Thrombosis formation is based on Virchow’s triad of vascular endothelial damage, blood flow stasis, and blood hypercoagulability. In patients with venous thromboembolism (VTE), prothrombotic states play an important pathophysiological role. They are the consequence of acquired or genetic thrombophilia, or of disorders with activated coagulation or inflammation systems. Elevated levels of tissue factor (TF) carrying cell-derived microvesicles contribute to the prothrombotic state. Patients with activated inflammatory or apoptotic systems have an increased risk for VTE. Most recognised VTE risk factors are associated with a prothrombotic state. Risk factor assessment of hospitalised patients aims at identifying patients at high risk for VTE, because thromboprophylactic interventions effectively and safely prevent VTE. Specific clinical settings are associated with an increased risk for VTE, such as prior thrombosis, long distance travel, oral contraceptives, and hormone replacement therapy.

Zusammenfassung

Die venöse Thrombusformation basiert auf dem Virchow-Trias des vaskulären Endothelschadens, der Blutfluss-Stase und der Hyperkoagulabilität. Bei Patienten mit einer venösen Thromboembolie spielt der prothrombotische Zustand eine herausragende pathophysiologische Rolle. Er ist häufig die Konsequenz einer genetischen oder erworbenen Thrombophilie oder von Erkrankungen mit einer aktivierten Gerinnungsoder Entzündungskaskade. Die erhöhte Präsenz «tissue factor» (gewebethromboplastin)-tragender Mikropartikel im zirkulierenden Blut scheint zu diesem prothrombotischen Zustand beizutragen. So haben Patienten mit einem aktivierten Entzündungssystem ein erhöhtes venöses Thromboembolie-Risiko.
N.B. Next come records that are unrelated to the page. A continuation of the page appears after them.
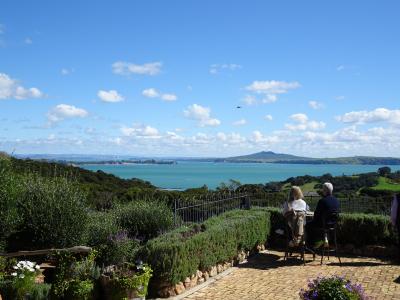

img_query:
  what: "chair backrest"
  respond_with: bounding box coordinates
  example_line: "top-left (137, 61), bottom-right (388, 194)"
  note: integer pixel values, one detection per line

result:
top-left (322, 212), bottom-right (339, 229)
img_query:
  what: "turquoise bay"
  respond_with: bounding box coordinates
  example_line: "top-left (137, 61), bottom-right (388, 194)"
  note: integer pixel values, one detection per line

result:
top-left (81, 161), bottom-right (400, 189)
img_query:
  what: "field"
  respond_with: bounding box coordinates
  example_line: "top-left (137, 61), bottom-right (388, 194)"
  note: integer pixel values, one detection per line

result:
top-left (372, 177), bottom-right (400, 192)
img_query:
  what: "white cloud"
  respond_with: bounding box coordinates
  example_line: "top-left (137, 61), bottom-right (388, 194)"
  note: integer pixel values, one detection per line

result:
top-left (336, 107), bottom-right (400, 124)
top-left (112, 61), bottom-right (162, 76)
top-left (233, 119), bottom-right (247, 126)
top-left (285, 114), bottom-right (326, 131)
top-left (246, 80), bottom-right (300, 95)
top-left (120, 124), bottom-right (161, 139)
top-left (97, 90), bottom-right (124, 103)
top-left (308, 100), bottom-right (324, 109)
top-left (47, 104), bottom-right (88, 124)
top-left (242, 95), bottom-right (257, 106)
top-left (61, 68), bottom-right (74, 75)
top-left (336, 65), bottom-right (345, 71)
top-left (209, 64), bottom-right (242, 74)
top-left (0, 73), bottom-right (44, 100)
top-left (246, 80), bottom-right (301, 104)
top-left (264, 115), bottom-right (273, 121)
top-left (290, 114), bottom-right (308, 123)
top-left (142, 88), bottom-right (160, 98)
top-left (142, 88), bottom-right (178, 102)
top-left (183, 104), bottom-right (221, 127)
top-left (161, 94), bottom-right (178, 101)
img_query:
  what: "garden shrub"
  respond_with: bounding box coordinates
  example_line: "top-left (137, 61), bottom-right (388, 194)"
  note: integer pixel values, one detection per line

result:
top-left (138, 209), bottom-right (270, 284)
top-left (0, 155), bottom-right (20, 244)
top-left (84, 211), bottom-right (139, 266)
top-left (115, 200), bottom-right (174, 240)
top-left (8, 175), bottom-right (87, 250)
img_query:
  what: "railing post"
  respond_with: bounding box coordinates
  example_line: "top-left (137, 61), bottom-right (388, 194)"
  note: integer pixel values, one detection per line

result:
top-left (174, 198), bottom-right (177, 227)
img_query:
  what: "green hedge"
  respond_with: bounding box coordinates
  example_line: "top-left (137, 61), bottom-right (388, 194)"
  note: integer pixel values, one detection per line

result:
top-left (267, 208), bottom-right (397, 247)
top-left (139, 209), bottom-right (270, 284)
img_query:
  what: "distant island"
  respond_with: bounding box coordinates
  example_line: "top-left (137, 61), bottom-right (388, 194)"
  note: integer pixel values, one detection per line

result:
top-left (214, 151), bottom-right (400, 165)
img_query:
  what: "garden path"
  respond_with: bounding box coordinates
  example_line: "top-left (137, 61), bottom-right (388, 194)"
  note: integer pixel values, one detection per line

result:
top-left (181, 251), bottom-right (400, 300)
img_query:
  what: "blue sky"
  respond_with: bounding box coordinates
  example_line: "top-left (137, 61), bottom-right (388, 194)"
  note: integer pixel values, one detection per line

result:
top-left (0, 0), bottom-right (400, 157)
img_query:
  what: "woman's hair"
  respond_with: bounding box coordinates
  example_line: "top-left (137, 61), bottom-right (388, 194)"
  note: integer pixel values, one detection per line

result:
top-left (290, 185), bottom-right (304, 201)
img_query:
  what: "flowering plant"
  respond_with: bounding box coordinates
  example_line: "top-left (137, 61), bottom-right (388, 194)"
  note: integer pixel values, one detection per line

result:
top-left (300, 276), bottom-right (369, 300)
top-left (11, 260), bottom-right (40, 299)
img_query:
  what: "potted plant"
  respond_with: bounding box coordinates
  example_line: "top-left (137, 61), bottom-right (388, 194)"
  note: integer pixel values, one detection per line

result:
top-left (300, 276), bottom-right (369, 300)
top-left (0, 260), bottom-right (41, 300)
top-left (100, 261), bottom-right (152, 300)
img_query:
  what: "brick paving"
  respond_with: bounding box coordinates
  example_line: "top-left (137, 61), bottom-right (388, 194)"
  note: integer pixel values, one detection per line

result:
top-left (184, 251), bottom-right (400, 300)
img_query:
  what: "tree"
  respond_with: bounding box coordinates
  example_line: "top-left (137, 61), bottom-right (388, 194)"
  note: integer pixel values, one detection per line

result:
top-left (378, 167), bottom-right (392, 177)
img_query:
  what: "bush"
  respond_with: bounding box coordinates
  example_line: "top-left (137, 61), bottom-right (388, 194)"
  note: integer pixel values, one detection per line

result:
top-left (115, 201), bottom-right (174, 240)
top-left (8, 175), bottom-right (87, 250)
top-left (268, 208), bottom-right (397, 246)
top-left (0, 155), bottom-right (20, 244)
top-left (299, 276), bottom-right (369, 300)
top-left (84, 212), bottom-right (139, 266)
top-left (139, 209), bottom-right (270, 284)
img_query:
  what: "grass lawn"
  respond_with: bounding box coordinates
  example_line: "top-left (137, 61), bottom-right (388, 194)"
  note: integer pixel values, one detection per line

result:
top-left (372, 177), bottom-right (400, 192)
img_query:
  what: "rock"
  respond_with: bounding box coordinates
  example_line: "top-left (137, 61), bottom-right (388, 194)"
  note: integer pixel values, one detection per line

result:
top-left (174, 282), bottom-right (186, 295)
top-left (203, 271), bottom-right (210, 281)
top-left (183, 277), bottom-right (192, 289)
top-left (190, 274), bottom-right (198, 287)
top-left (158, 286), bottom-right (176, 298)
top-left (208, 266), bottom-right (218, 277)
top-left (343, 244), bottom-right (354, 254)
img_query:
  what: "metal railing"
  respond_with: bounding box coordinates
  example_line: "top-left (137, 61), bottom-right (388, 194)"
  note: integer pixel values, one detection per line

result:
top-left (174, 193), bottom-right (250, 227)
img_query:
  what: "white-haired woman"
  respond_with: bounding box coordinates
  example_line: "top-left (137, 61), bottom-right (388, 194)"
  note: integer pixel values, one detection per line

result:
top-left (282, 186), bottom-right (308, 246)
top-left (306, 182), bottom-right (339, 246)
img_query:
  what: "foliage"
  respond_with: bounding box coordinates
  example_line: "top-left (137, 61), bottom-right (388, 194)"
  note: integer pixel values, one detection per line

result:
top-left (11, 158), bottom-right (155, 210)
top-left (8, 175), bottom-right (87, 250)
top-left (299, 276), bottom-right (368, 300)
top-left (372, 177), bottom-right (400, 192)
top-left (26, 283), bottom-right (51, 300)
top-left (0, 155), bottom-right (20, 244)
top-left (0, 261), bottom-right (40, 300)
top-left (115, 201), bottom-right (174, 240)
top-left (51, 251), bottom-right (100, 299)
top-left (103, 262), bottom-right (153, 300)
top-left (138, 209), bottom-right (270, 283)
top-left (84, 211), bottom-right (139, 266)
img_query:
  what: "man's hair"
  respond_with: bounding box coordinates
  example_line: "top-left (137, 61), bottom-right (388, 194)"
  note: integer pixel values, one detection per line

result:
top-left (322, 182), bottom-right (333, 195)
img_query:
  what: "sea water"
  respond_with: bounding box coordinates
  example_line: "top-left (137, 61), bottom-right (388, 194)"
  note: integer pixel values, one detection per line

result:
top-left (81, 161), bottom-right (400, 190)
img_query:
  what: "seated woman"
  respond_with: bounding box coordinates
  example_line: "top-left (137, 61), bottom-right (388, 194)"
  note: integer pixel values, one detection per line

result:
top-left (282, 186), bottom-right (308, 247)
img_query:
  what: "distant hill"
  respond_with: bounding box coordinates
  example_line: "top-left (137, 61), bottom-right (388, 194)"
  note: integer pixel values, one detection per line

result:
top-left (215, 151), bottom-right (400, 165)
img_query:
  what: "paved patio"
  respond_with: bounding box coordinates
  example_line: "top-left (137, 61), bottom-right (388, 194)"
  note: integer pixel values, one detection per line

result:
top-left (184, 251), bottom-right (400, 300)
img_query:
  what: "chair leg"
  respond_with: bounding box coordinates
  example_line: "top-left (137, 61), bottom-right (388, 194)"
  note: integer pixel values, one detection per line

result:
top-left (321, 243), bottom-right (325, 265)
top-left (333, 229), bottom-right (342, 266)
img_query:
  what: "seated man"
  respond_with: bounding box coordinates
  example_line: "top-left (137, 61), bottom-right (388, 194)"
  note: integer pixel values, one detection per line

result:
top-left (306, 182), bottom-right (339, 245)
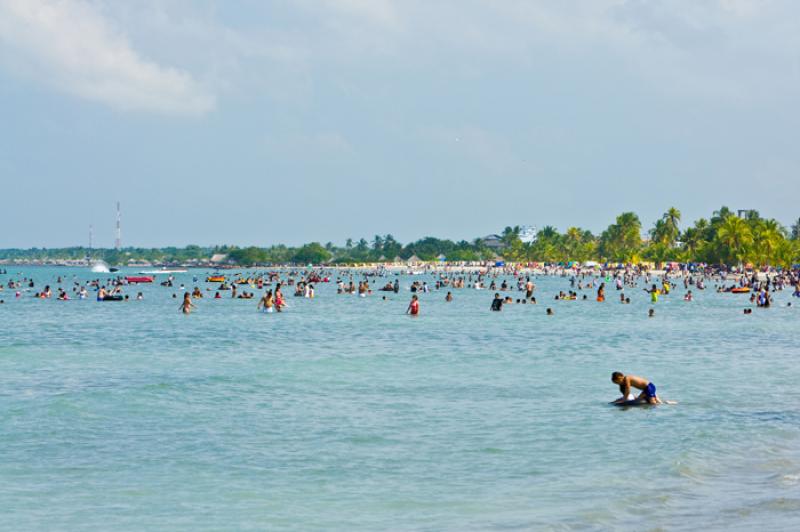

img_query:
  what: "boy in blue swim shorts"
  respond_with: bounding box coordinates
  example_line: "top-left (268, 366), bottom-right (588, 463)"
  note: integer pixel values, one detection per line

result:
top-left (611, 371), bottom-right (661, 405)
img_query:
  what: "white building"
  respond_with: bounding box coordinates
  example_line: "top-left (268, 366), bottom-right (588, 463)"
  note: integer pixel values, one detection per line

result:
top-left (519, 225), bottom-right (536, 244)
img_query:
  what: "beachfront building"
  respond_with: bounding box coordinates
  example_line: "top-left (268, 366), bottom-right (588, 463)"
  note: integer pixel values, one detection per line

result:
top-left (519, 225), bottom-right (536, 244)
top-left (481, 235), bottom-right (504, 249)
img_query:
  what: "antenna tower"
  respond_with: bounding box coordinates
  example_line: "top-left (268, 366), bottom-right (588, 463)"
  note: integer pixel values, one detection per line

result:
top-left (114, 202), bottom-right (122, 251)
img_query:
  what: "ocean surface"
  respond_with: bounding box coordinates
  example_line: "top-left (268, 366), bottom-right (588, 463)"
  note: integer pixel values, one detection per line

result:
top-left (0, 267), bottom-right (800, 531)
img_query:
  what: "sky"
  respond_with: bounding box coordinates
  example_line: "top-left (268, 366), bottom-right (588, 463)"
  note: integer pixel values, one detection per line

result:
top-left (0, 0), bottom-right (800, 248)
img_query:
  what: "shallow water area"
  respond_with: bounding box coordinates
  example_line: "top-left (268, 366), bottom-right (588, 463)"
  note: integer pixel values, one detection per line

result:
top-left (0, 267), bottom-right (800, 530)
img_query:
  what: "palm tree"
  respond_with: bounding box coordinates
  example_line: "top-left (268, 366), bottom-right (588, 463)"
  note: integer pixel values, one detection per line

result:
top-left (792, 218), bottom-right (800, 240)
top-left (661, 207), bottom-right (681, 246)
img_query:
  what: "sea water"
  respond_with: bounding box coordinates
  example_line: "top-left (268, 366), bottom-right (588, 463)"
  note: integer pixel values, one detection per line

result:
top-left (0, 267), bottom-right (800, 530)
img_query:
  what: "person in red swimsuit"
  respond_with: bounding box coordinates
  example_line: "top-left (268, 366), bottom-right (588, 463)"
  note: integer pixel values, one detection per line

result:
top-left (406, 294), bottom-right (419, 316)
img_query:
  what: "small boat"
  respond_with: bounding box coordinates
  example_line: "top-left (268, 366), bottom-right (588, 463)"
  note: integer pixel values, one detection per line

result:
top-left (125, 277), bottom-right (154, 283)
top-left (89, 260), bottom-right (111, 273)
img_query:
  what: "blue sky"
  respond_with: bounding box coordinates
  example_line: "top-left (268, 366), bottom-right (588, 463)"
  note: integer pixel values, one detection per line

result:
top-left (0, 0), bottom-right (800, 247)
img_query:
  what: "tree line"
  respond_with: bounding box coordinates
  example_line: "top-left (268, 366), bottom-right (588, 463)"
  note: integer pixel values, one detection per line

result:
top-left (0, 206), bottom-right (800, 267)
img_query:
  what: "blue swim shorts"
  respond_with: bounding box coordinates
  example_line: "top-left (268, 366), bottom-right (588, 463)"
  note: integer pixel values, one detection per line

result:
top-left (644, 382), bottom-right (656, 399)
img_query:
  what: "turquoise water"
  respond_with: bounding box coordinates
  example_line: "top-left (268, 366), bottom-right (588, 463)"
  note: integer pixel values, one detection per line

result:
top-left (0, 268), bottom-right (800, 530)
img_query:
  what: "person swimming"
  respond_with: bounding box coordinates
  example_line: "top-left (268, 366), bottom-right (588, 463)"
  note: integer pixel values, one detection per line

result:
top-left (178, 292), bottom-right (197, 314)
top-left (611, 371), bottom-right (662, 405)
top-left (406, 294), bottom-right (419, 316)
top-left (642, 285), bottom-right (661, 303)
top-left (256, 290), bottom-right (275, 314)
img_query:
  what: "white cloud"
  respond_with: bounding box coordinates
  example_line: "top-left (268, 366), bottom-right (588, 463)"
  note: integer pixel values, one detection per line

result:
top-left (0, 0), bottom-right (214, 114)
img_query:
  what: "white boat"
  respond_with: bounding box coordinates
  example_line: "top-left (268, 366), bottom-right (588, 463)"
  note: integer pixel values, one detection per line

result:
top-left (89, 260), bottom-right (111, 273)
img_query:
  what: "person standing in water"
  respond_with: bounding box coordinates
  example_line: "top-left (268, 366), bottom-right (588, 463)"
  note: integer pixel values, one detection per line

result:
top-left (406, 294), bottom-right (419, 316)
top-left (258, 290), bottom-right (275, 313)
top-left (611, 371), bottom-right (662, 405)
top-left (275, 283), bottom-right (286, 312)
top-left (642, 285), bottom-right (661, 303)
top-left (178, 292), bottom-right (196, 314)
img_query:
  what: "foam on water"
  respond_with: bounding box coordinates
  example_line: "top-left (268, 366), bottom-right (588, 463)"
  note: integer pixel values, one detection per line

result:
top-left (0, 268), bottom-right (800, 530)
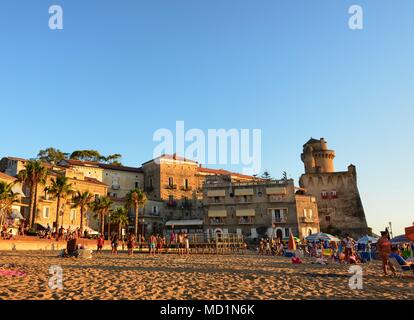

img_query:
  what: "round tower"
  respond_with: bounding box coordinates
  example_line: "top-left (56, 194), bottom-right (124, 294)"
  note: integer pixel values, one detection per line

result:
top-left (313, 149), bottom-right (335, 173)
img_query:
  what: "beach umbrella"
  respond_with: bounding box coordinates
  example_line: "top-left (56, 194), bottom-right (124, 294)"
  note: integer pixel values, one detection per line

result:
top-left (357, 235), bottom-right (378, 244)
top-left (391, 234), bottom-right (411, 244)
top-left (305, 232), bottom-right (341, 242)
top-left (288, 234), bottom-right (296, 251)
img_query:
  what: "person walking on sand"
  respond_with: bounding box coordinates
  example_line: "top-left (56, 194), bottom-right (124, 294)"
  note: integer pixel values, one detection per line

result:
top-left (184, 233), bottom-right (190, 254)
top-left (149, 234), bottom-right (157, 256)
top-left (111, 234), bottom-right (119, 254)
top-left (127, 233), bottom-right (135, 256)
top-left (96, 234), bottom-right (105, 252)
top-left (177, 231), bottom-right (184, 256)
top-left (377, 231), bottom-right (396, 276)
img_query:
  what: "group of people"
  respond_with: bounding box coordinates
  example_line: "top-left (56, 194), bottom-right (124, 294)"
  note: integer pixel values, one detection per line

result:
top-left (377, 230), bottom-right (414, 276)
top-left (258, 238), bottom-right (285, 256)
top-left (97, 231), bottom-right (190, 255)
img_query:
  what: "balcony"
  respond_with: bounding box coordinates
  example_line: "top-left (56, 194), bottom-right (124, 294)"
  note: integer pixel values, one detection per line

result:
top-left (165, 200), bottom-right (177, 208)
top-left (272, 217), bottom-right (287, 223)
top-left (239, 217), bottom-right (254, 224)
top-left (269, 195), bottom-right (285, 202)
top-left (209, 218), bottom-right (225, 226)
top-left (300, 217), bottom-right (319, 223)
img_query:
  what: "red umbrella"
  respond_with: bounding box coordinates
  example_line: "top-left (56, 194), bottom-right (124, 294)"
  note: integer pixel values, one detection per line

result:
top-left (288, 233), bottom-right (296, 251)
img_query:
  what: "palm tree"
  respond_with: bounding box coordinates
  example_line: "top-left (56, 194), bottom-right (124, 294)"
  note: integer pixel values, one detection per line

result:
top-left (72, 190), bottom-right (94, 236)
top-left (0, 181), bottom-right (18, 225)
top-left (125, 189), bottom-right (147, 237)
top-left (45, 176), bottom-right (73, 233)
top-left (89, 196), bottom-right (113, 234)
top-left (17, 160), bottom-right (47, 228)
top-left (111, 207), bottom-right (129, 237)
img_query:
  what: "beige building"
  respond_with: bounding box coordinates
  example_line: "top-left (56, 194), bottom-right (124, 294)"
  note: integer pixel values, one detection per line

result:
top-left (299, 138), bottom-right (372, 238)
top-left (203, 175), bottom-right (319, 239)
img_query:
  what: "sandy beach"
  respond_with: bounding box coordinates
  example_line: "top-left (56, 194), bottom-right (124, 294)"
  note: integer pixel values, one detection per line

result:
top-left (0, 251), bottom-right (414, 300)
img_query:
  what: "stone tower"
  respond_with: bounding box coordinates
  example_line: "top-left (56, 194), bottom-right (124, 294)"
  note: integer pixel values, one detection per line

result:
top-left (299, 138), bottom-right (372, 238)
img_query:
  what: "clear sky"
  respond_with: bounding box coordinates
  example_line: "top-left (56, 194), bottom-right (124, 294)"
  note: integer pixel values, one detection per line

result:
top-left (0, 0), bottom-right (414, 234)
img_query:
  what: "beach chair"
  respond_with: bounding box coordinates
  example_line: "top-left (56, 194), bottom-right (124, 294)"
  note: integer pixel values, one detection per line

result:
top-left (389, 257), bottom-right (414, 274)
top-left (321, 249), bottom-right (333, 262)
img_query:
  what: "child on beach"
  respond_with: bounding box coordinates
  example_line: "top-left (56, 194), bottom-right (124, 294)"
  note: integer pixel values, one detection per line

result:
top-left (111, 234), bottom-right (119, 254)
top-left (96, 234), bottom-right (105, 252)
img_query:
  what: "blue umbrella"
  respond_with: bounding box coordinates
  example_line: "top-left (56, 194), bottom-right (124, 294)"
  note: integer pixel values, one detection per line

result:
top-left (305, 232), bottom-right (341, 242)
top-left (357, 235), bottom-right (378, 244)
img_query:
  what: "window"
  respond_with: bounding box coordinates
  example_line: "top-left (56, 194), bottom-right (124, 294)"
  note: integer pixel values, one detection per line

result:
top-left (70, 209), bottom-right (76, 221)
top-left (285, 228), bottom-right (290, 237)
top-left (303, 209), bottom-right (313, 218)
top-left (270, 208), bottom-right (288, 222)
top-left (43, 207), bottom-right (50, 219)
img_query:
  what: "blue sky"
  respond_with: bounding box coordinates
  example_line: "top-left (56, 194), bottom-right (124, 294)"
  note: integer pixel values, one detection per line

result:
top-left (0, 0), bottom-right (414, 234)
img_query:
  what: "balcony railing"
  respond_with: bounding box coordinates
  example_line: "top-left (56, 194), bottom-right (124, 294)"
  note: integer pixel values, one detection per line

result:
top-left (210, 219), bottom-right (225, 226)
top-left (239, 217), bottom-right (253, 224)
top-left (272, 217), bottom-right (287, 223)
top-left (300, 217), bottom-right (319, 223)
top-left (269, 195), bottom-right (285, 202)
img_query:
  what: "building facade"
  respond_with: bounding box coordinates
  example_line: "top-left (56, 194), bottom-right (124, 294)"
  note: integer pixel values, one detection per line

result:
top-left (203, 175), bottom-right (319, 239)
top-left (299, 138), bottom-right (372, 238)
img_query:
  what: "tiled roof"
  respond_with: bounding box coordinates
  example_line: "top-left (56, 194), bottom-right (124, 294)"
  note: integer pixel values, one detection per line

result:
top-left (0, 172), bottom-right (16, 181)
top-left (197, 167), bottom-right (257, 179)
top-left (142, 154), bottom-right (198, 165)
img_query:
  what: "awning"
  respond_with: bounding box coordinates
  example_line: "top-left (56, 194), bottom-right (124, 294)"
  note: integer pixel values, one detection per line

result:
top-left (207, 190), bottom-right (226, 197)
top-left (208, 210), bottom-right (227, 218)
top-left (12, 184), bottom-right (26, 197)
top-left (234, 188), bottom-right (254, 196)
top-left (266, 187), bottom-right (286, 194)
top-left (236, 209), bottom-right (256, 217)
top-left (165, 219), bottom-right (203, 226)
top-left (10, 209), bottom-right (24, 220)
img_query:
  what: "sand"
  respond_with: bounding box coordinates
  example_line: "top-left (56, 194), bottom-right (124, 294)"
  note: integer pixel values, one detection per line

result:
top-left (0, 251), bottom-right (414, 300)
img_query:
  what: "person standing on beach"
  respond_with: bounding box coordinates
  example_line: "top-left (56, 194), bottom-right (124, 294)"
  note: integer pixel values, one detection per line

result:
top-left (96, 234), bottom-right (105, 252)
top-left (377, 231), bottom-right (396, 276)
top-left (111, 234), bottom-right (119, 254)
top-left (127, 233), bottom-right (135, 256)
top-left (184, 233), bottom-right (190, 254)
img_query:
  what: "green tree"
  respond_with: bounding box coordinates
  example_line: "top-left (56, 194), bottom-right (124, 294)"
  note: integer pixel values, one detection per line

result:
top-left (72, 190), bottom-right (94, 235)
top-left (17, 160), bottom-right (48, 228)
top-left (0, 181), bottom-right (19, 225)
top-left (37, 148), bottom-right (68, 164)
top-left (45, 176), bottom-right (73, 232)
top-left (125, 189), bottom-right (147, 237)
top-left (111, 207), bottom-right (129, 237)
top-left (89, 196), bottom-right (113, 234)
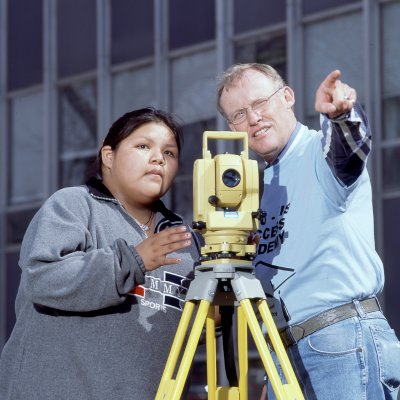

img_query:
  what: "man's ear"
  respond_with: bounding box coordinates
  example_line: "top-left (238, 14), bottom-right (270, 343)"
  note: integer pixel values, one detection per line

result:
top-left (283, 86), bottom-right (295, 108)
top-left (101, 146), bottom-right (114, 168)
top-left (228, 122), bottom-right (236, 132)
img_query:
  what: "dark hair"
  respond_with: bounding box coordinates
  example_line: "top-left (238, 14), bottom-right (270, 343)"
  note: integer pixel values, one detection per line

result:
top-left (94, 107), bottom-right (183, 177)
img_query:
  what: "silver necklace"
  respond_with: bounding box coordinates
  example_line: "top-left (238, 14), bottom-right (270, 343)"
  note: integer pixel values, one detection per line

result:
top-left (133, 210), bottom-right (154, 232)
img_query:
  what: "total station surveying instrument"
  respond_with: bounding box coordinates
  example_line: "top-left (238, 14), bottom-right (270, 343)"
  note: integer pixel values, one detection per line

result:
top-left (156, 131), bottom-right (304, 400)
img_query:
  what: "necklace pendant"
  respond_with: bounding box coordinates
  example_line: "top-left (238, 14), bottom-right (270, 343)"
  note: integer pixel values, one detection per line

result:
top-left (139, 223), bottom-right (149, 232)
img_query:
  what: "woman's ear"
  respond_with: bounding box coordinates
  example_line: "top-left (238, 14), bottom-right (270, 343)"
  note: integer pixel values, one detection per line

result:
top-left (101, 146), bottom-right (114, 168)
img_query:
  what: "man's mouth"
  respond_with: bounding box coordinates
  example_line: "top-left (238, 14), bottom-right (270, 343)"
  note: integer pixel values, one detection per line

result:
top-left (254, 127), bottom-right (269, 137)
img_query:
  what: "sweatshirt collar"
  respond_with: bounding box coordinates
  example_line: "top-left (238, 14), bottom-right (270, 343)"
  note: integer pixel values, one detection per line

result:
top-left (86, 177), bottom-right (183, 230)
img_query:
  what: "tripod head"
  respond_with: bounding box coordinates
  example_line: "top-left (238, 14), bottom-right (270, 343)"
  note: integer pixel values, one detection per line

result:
top-left (193, 131), bottom-right (263, 263)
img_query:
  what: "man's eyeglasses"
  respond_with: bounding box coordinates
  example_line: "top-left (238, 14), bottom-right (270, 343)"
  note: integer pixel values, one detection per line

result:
top-left (228, 86), bottom-right (283, 125)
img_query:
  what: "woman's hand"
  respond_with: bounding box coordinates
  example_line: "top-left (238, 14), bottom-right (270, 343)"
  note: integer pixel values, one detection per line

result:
top-left (135, 225), bottom-right (192, 271)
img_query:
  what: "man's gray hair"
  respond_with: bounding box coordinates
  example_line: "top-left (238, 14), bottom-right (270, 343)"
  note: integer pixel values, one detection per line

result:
top-left (217, 63), bottom-right (286, 118)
Auch sind die meisten nachgewiesenen klinischen Risikofaktoren mit einem prothrombotischen Zustand vergesellschaftet. Die Identifizierung individueller Risikofaktoren bei hospitalisierten Patienten ist unerlässlich, da thromboprophylaktische Massnahmen wirksam sind und sicher die venöse Thromboembolie verhindern können. Zudem sind spezifische klinische Szenarien mit einem erhöhten Thromboembolie-Risiko verbunden, wie etwa lange Flugreisen, die Einnahme oraler Kontrazeptiva oder die Hormon-Substitutionstherapie.
Key words: Prävention; venöse Thromboembolie; Risikofaktor-Identifikation

Introduction

Assessment of individual risk factors (RF) for venous thromboembolism (VTE) is not only important for diagnosing VTE [1] but it helps selecting patients who benefit from VTE prophylaxis. For hospitalised patients undergoing orthopedic and general surgery, RF assessment and thromboprophylaxis have been defined and recommended on an evidencebased ground [2]. There is less evidence for acutely ill medical patients, a more heterogeneous target group, and different approaches to VTE prophylaxis have been proposed. In this chapter, the contribution of various risk factors to the process of thrombosis formation are reviewed, and widely adopted RF assessment strategies for surgical and medical patients are summarised. The clinical relevance of congenital and acquired thrombophilia, as well as their screening indications are discussed. Recurrent VTE, prolonged air travel, oral contraceptives, and hormone replacement therapy will also be summarised.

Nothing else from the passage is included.